Here’s how the data flow for creation looked like

User ===> Clicks feedback-YES ===> Call deletes-create ===> Create a document

Client Code:

const faunadb = require('faunadb')

/* configure faunaDB Client with our secret */
const q = faunadb.query
const client = new faunadb.Client({
  secret: process.env.FAUNADB_SERVER_SECRET
})

/* export our lambda function as named "handler" export */
exports.handler = (event, context, callback) => {
  /* parse the string body into a useable JS object */
  const data = JSON.parse(event.body)
  console.log('Function `deletes-create` invoked', data)
  const item = {
    data: data,
    ttl: q.TimeAdd(q.Now(), 30, "days")
  }
  /* construct the fauna query */
  return client
    .query(q.Create(q.Collection("deletes"), item))
    .then(response => {
          console.log('success', response)
          /* Success! return the response with statusCode 200 */
          return callback(null,{
                statusCode: 200,
                body: JSON.stringify(response)
          })
    })
    .catch(error => {
          console.log('error', error)
          /* Error! return the error with statusCode 400 */
          return callback(null,{
                statusCode: 400,
                body: JSON.stringify(error)
          })
    })
}

Counter Flow

During rendering, the page will make a call to fetch the count from fauna.

Client Code:

const faunadb = require('faunadb')

const q = faunadb.query
const client = new faunadb.Client({
  secret: process.env.FAUNADB_SERVER_SECRET
})

/* export our lambda function as named "handler" export */
exports.handler = (event, context, callback) => {
  /* parse the string body into a useable JS object */
  console.log("Function `deletes-count` invoked")

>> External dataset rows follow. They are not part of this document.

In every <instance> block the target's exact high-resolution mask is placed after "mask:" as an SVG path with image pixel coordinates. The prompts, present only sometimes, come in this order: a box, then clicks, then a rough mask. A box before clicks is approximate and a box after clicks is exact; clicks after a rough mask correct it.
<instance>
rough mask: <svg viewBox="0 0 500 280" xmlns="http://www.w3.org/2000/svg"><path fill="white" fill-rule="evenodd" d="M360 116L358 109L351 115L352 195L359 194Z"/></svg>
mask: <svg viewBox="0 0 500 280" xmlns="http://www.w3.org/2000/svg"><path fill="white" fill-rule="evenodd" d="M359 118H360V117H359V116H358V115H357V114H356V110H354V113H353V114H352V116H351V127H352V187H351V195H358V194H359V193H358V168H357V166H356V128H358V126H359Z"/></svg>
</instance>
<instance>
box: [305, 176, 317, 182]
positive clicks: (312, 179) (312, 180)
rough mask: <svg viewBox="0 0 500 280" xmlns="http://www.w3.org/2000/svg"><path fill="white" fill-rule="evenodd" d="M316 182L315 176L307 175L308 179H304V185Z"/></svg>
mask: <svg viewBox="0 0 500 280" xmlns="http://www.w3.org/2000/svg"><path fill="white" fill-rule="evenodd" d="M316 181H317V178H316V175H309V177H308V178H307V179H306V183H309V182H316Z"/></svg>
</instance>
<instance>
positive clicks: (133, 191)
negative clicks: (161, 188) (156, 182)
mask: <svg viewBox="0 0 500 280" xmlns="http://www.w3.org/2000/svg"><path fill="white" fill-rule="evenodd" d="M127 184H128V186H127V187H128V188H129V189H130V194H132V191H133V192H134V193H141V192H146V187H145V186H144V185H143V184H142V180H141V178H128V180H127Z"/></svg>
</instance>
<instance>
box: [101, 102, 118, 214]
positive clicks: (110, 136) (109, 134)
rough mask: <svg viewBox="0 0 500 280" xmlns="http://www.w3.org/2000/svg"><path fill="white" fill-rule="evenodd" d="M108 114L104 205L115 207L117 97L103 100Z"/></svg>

  if(event && event.queryStringParameters && event.queryStringParameters.pageid) {
    /* construct the fauna query */
    return client.query(q.Count(q.Match(q.Index("deletes_by_pageid"), event.queryStringParameters.pageid)))
    .then((response) => {
          console.log("success", response)
          /* Success! return the response with statusCode 200 */
         return callback(null, {
               statusCode: 200,
               body: JSON.stringify(response)
         })
    }).catch((error) => {
         console.log("error", error)
        /* Error! return the error with statusCode 400 */
        return callback(null, {
              statusCode: 400,
              body: JSON.stringify(error)
        })
    })
  }
  return callback(null, {
    statusCode: 400,
    body: JSON.stringify("No query parameter pageid found")
  })
}

Production

Since the launch of the two functions, the response times are under 20ms for both creation and count queries. Several pages have already been counted several hundred times as being relevant by users. Here is a video of this in production: https://www.youtube.com/watch?v=AdTN0KYNz4A

Conclusion

FaunaDB is incredibly easy to use with netlify and simple to integrate with. It just took little over half a day to get this to production with ease. I’m sure that this architecture will need to evolve as pages gain traction to keep meeting strict SLAs. One way to do that will be to pre-aggregate values and store them. I’m surprised that this is able to perform as well without a cache in front of it. It’s awesome to see databases support temporality natively out of the box. It is such a time saver that goes great with such an expressive, easy to read programming language.